Both in experimental studies and in patients with LV dysfunction, it has been recognized for a long time that increases in LVEDP may not reflect predictable increases in LV diastolic volume because of alterations of LV compliance. Thus, there are limitations to the use of LVEDP as an index of cardiac failure. However, it can be accurately measured with relative ease and there is widespread appreciation of its limitations. LVEDV would be superior to LVEDP in the assessment of ventricular function because it is more closely related to myocardial fiber length. In man, LV volumes can be measured by angiocardiography, dilution techniques, radioisotope angiography and by echocardiography. These methods have limitations, and routine and frequent accurate determinations of LVEDV, under varying clinical situations, is not yet possible, although echocardiography holds promise. For these reasons, LVEDP continues to be a frequently utilized parameter in the assessment of ventricular performance. In patients with LV dysfunction, if ventricular filling pressure is utilized to assess LV performance, it is better to use LVEDP rather than an indirect estimate of LVEDP for the following reasons: 1) by using an indirect estimate of LVEDP the contribution of atrial contraction to EDP and EDV is ignored because the indirect estimates of LVEDP are often the same as LVDP pre “a”. The importance of atrial systole to ventricular function has been known for a long time and myocardial fiber length after atrial contraction is known to influence ventricular contraction. While admittedly atrial contraction may result in a greater increase of EDP than of EDV, the influence of atrial systole on LV fiber length is important in many of these patients because an appropriately timed atrial contraction contributes significantly to LV stroke volume which averages 25-39 percent. 2) It has not yet been demonstrated that LVDP other than LVEDP influences ventricular performance.

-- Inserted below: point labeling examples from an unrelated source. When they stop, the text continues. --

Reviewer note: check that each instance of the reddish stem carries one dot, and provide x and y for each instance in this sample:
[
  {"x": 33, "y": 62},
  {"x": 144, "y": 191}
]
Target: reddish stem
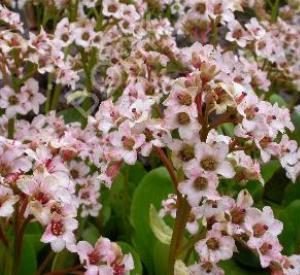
[{"x": 168, "y": 164}]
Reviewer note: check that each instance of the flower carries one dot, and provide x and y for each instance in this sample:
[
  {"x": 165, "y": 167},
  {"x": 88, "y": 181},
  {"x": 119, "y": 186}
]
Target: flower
[
  {"x": 59, "y": 232},
  {"x": 215, "y": 247}
]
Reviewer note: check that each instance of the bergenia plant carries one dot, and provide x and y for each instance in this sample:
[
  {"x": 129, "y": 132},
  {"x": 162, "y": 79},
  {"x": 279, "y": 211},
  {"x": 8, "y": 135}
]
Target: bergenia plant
[{"x": 149, "y": 137}]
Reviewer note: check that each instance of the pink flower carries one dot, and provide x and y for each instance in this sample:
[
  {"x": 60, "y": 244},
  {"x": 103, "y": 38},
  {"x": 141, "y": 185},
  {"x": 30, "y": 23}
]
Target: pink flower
[
  {"x": 199, "y": 186},
  {"x": 59, "y": 232},
  {"x": 211, "y": 158},
  {"x": 261, "y": 222},
  {"x": 34, "y": 98},
  {"x": 255, "y": 29},
  {"x": 215, "y": 247},
  {"x": 126, "y": 143},
  {"x": 237, "y": 34},
  {"x": 7, "y": 201},
  {"x": 205, "y": 268},
  {"x": 13, "y": 103},
  {"x": 267, "y": 247},
  {"x": 104, "y": 258}
]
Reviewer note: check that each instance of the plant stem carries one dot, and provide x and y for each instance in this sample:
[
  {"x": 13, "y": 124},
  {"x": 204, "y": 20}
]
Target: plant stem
[
  {"x": 275, "y": 11},
  {"x": 11, "y": 128},
  {"x": 168, "y": 164},
  {"x": 182, "y": 214},
  {"x": 19, "y": 234},
  {"x": 3, "y": 237},
  {"x": 56, "y": 95},
  {"x": 64, "y": 271},
  {"x": 45, "y": 262}
]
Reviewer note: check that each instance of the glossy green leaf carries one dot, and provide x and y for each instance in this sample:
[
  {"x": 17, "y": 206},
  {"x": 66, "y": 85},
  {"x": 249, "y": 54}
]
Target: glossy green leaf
[
  {"x": 161, "y": 230},
  {"x": 275, "y": 98},
  {"x": 63, "y": 259},
  {"x": 28, "y": 263},
  {"x": 180, "y": 268},
  {"x": 91, "y": 234},
  {"x": 126, "y": 248},
  {"x": 231, "y": 267},
  {"x": 154, "y": 187}
]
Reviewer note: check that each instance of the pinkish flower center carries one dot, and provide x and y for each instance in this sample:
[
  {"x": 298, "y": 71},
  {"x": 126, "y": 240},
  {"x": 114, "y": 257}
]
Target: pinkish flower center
[
  {"x": 184, "y": 99},
  {"x": 209, "y": 163},
  {"x": 237, "y": 34},
  {"x": 237, "y": 215},
  {"x": 4, "y": 169},
  {"x": 207, "y": 267},
  {"x": 200, "y": 183},
  {"x": 85, "y": 195},
  {"x": 57, "y": 228},
  {"x": 187, "y": 152},
  {"x": 85, "y": 36},
  {"x": 13, "y": 100},
  {"x": 74, "y": 173},
  {"x": 56, "y": 208},
  {"x": 128, "y": 142},
  {"x": 201, "y": 8},
  {"x": 265, "y": 248},
  {"x": 259, "y": 230},
  {"x": 212, "y": 244},
  {"x": 112, "y": 8},
  {"x": 41, "y": 197},
  {"x": 183, "y": 118},
  {"x": 94, "y": 257}
]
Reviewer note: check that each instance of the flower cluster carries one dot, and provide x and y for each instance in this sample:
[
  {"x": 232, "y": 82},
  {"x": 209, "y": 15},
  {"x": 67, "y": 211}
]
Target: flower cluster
[{"x": 167, "y": 85}]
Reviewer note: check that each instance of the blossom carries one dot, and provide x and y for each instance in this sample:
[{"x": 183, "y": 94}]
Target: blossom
[
  {"x": 59, "y": 232},
  {"x": 215, "y": 247}
]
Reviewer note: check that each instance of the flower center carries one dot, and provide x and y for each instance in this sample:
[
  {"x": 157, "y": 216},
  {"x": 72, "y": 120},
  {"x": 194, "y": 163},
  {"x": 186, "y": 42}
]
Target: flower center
[
  {"x": 200, "y": 183},
  {"x": 237, "y": 215},
  {"x": 259, "y": 230},
  {"x": 74, "y": 173},
  {"x": 128, "y": 142},
  {"x": 237, "y": 34},
  {"x": 209, "y": 163},
  {"x": 13, "y": 100},
  {"x": 41, "y": 197},
  {"x": 94, "y": 257},
  {"x": 212, "y": 244},
  {"x": 184, "y": 99},
  {"x": 187, "y": 152},
  {"x": 264, "y": 249},
  {"x": 112, "y": 8},
  {"x": 57, "y": 228},
  {"x": 207, "y": 267},
  {"x": 183, "y": 118}
]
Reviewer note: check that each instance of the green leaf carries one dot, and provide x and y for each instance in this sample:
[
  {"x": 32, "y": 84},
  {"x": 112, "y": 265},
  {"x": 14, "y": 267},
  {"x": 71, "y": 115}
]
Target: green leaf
[
  {"x": 91, "y": 234},
  {"x": 288, "y": 233},
  {"x": 274, "y": 188},
  {"x": 161, "y": 230},
  {"x": 291, "y": 192},
  {"x": 231, "y": 267},
  {"x": 160, "y": 254},
  {"x": 73, "y": 115},
  {"x": 63, "y": 259},
  {"x": 180, "y": 268},
  {"x": 292, "y": 212},
  {"x": 246, "y": 257},
  {"x": 296, "y": 121},
  {"x": 126, "y": 248},
  {"x": 134, "y": 174},
  {"x": 28, "y": 263},
  {"x": 33, "y": 234},
  {"x": 275, "y": 98},
  {"x": 154, "y": 187},
  {"x": 268, "y": 169}
]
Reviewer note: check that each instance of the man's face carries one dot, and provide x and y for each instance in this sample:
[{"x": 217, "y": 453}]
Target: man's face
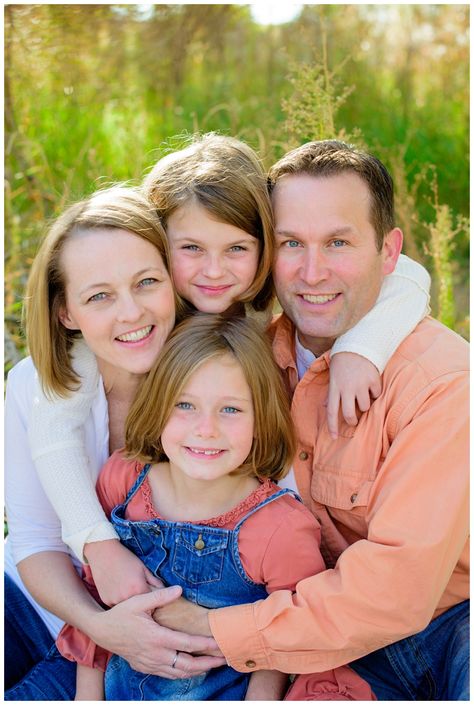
[{"x": 327, "y": 270}]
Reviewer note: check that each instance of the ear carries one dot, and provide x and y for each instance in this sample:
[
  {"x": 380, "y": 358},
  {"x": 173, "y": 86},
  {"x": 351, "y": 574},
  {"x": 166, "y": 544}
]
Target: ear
[
  {"x": 66, "y": 319},
  {"x": 392, "y": 246}
]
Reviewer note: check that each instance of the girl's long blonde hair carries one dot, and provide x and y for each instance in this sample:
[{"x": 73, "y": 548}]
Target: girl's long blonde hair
[
  {"x": 196, "y": 340},
  {"x": 224, "y": 176}
]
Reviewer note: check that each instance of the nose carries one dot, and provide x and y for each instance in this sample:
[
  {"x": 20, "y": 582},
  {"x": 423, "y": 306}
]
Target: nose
[
  {"x": 129, "y": 309},
  {"x": 213, "y": 267},
  {"x": 206, "y": 426},
  {"x": 314, "y": 267}
]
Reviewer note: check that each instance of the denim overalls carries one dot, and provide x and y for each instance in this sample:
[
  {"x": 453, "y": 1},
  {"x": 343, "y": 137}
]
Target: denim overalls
[{"x": 205, "y": 561}]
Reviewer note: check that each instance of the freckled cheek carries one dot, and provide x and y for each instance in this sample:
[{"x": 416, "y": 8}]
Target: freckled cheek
[{"x": 182, "y": 272}]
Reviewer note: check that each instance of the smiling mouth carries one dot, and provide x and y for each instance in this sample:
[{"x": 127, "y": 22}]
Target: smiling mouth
[
  {"x": 135, "y": 335},
  {"x": 318, "y": 298},
  {"x": 206, "y": 452},
  {"x": 214, "y": 289}
]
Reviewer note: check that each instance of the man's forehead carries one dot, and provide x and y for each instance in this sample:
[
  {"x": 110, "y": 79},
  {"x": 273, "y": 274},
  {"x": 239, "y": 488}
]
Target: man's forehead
[{"x": 345, "y": 194}]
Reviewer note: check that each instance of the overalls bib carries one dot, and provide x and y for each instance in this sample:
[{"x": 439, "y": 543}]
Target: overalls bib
[{"x": 205, "y": 561}]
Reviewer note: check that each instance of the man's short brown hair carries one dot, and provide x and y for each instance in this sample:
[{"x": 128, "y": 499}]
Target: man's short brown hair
[{"x": 327, "y": 158}]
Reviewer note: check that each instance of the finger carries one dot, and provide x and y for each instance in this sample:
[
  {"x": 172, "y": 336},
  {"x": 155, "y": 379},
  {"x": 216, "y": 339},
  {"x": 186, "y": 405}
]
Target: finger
[
  {"x": 375, "y": 388},
  {"x": 149, "y": 601},
  {"x": 152, "y": 579},
  {"x": 332, "y": 411},
  {"x": 348, "y": 409},
  {"x": 363, "y": 400},
  {"x": 187, "y": 642},
  {"x": 188, "y": 665}
]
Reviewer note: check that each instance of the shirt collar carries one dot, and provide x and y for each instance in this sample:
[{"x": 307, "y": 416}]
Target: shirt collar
[{"x": 304, "y": 357}]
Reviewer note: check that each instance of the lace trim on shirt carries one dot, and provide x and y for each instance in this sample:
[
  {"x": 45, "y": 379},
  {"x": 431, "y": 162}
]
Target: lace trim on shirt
[{"x": 266, "y": 489}]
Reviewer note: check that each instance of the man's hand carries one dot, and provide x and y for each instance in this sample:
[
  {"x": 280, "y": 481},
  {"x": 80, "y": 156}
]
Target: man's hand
[
  {"x": 184, "y": 616},
  {"x": 118, "y": 573},
  {"x": 128, "y": 630},
  {"x": 352, "y": 378}
]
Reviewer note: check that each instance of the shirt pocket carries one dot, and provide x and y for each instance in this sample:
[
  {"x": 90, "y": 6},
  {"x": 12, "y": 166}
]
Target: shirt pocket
[
  {"x": 199, "y": 555},
  {"x": 343, "y": 474}
]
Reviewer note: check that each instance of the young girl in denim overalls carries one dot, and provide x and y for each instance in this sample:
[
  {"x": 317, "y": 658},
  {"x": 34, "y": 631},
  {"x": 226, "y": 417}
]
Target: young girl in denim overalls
[{"x": 212, "y": 425}]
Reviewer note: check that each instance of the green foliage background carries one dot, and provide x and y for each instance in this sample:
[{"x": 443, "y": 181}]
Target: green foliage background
[{"x": 95, "y": 93}]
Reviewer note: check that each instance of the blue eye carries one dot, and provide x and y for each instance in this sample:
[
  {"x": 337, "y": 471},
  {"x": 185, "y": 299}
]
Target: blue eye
[
  {"x": 185, "y": 405},
  {"x": 98, "y": 297},
  {"x": 191, "y": 248},
  {"x": 148, "y": 281}
]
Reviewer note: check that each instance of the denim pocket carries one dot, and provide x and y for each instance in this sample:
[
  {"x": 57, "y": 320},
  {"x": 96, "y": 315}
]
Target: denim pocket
[
  {"x": 199, "y": 555},
  {"x": 145, "y": 540}
]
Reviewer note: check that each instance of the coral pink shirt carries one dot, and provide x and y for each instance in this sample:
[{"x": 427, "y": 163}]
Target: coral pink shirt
[
  {"x": 278, "y": 545},
  {"x": 392, "y": 499}
]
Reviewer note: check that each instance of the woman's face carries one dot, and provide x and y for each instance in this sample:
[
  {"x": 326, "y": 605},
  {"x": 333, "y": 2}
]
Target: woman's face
[
  {"x": 213, "y": 263},
  {"x": 120, "y": 296}
]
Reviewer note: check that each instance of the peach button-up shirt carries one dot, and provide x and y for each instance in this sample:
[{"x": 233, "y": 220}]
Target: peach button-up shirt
[{"x": 391, "y": 496}]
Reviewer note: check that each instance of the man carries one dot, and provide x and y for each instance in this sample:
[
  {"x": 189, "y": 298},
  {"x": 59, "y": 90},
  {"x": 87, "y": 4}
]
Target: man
[{"x": 391, "y": 494}]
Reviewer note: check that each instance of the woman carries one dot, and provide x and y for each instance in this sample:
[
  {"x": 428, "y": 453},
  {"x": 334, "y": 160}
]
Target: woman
[{"x": 101, "y": 276}]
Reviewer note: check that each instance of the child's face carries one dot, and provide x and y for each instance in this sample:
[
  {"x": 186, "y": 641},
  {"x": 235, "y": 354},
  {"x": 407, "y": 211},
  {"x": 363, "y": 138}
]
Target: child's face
[
  {"x": 213, "y": 263},
  {"x": 210, "y": 431}
]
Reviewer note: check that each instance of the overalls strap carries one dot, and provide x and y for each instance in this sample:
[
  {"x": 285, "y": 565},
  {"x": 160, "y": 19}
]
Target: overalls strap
[
  {"x": 261, "y": 504},
  {"x": 136, "y": 485}
]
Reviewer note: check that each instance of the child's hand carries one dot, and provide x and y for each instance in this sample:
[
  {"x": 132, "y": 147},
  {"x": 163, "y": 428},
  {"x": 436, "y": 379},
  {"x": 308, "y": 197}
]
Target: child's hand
[
  {"x": 352, "y": 378},
  {"x": 267, "y": 685},
  {"x": 118, "y": 574}
]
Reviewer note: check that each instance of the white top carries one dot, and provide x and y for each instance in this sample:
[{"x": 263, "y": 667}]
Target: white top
[
  {"x": 56, "y": 431},
  {"x": 33, "y": 524}
]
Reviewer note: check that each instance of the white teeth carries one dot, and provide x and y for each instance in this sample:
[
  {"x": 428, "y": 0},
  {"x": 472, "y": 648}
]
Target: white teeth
[
  {"x": 205, "y": 452},
  {"x": 320, "y": 299},
  {"x": 135, "y": 335}
]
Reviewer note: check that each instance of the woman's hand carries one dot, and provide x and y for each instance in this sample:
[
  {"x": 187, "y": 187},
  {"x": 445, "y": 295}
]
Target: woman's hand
[
  {"x": 129, "y": 630},
  {"x": 184, "y": 616},
  {"x": 118, "y": 573},
  {"x": 352, "y": 378}
]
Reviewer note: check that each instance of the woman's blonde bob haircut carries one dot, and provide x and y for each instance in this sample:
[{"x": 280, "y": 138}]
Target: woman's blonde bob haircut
[
  {"x": 49, "y": 342},
  {"x": 224, "y": 176},
  {"x": 192, "y": 343}
]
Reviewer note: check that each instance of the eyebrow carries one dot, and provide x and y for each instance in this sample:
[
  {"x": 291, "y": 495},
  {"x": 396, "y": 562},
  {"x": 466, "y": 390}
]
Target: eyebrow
[
  {"x": 99, "y": 285},
  {"x": 221, "y": 399},
  {"x": 344, "y": 230},
  {"x": 195, "y": 241}
]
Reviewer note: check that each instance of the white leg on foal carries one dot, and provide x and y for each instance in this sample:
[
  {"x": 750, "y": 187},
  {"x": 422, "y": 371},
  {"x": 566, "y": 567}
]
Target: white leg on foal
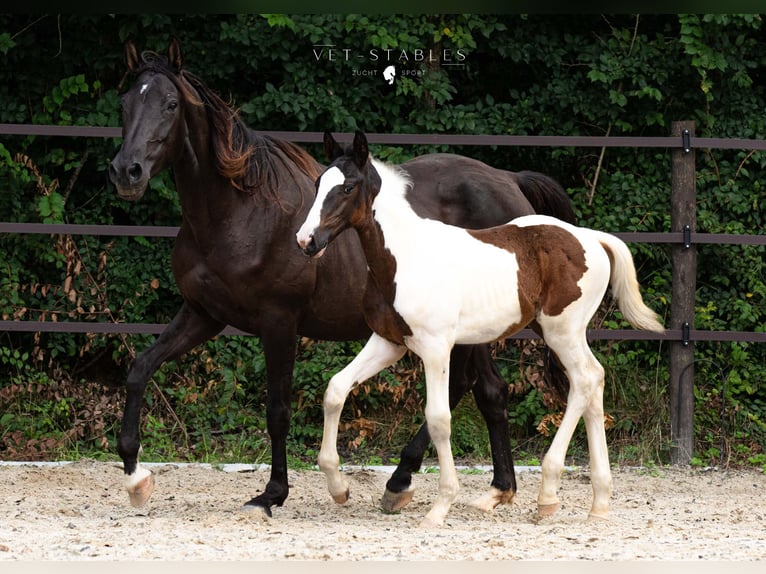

In conclusion, it is important that data from studies performed by various investigators be utilized maximally. Use of an accurate and standard terminology is crucial. The term left ventricular end-diastolic pressure should be restricted to LVDP at the “z” point, that is, after atrial contraction and left ventricular diastolic pressure prior to atrial contraction be referred to as LVDP pre “a.” In addition, when presenting data in patients with left ventricular dysfunction, it would seem appropriate not to use the general term left ventricular filling pressure, but to mention the specific parameter that was measured. If ventricular filling pressure is used in the assessment of left ventricular function in patients with LV disease, it is preferable to use LVEDP rather than an indirect estimate of LVEDP. Pulmonary artery EDP, mean left atrial pressure and LVDP pre “a” are good indicators of pulmonary venous pressure and help to assess the risk to the patient of pulmonary edema.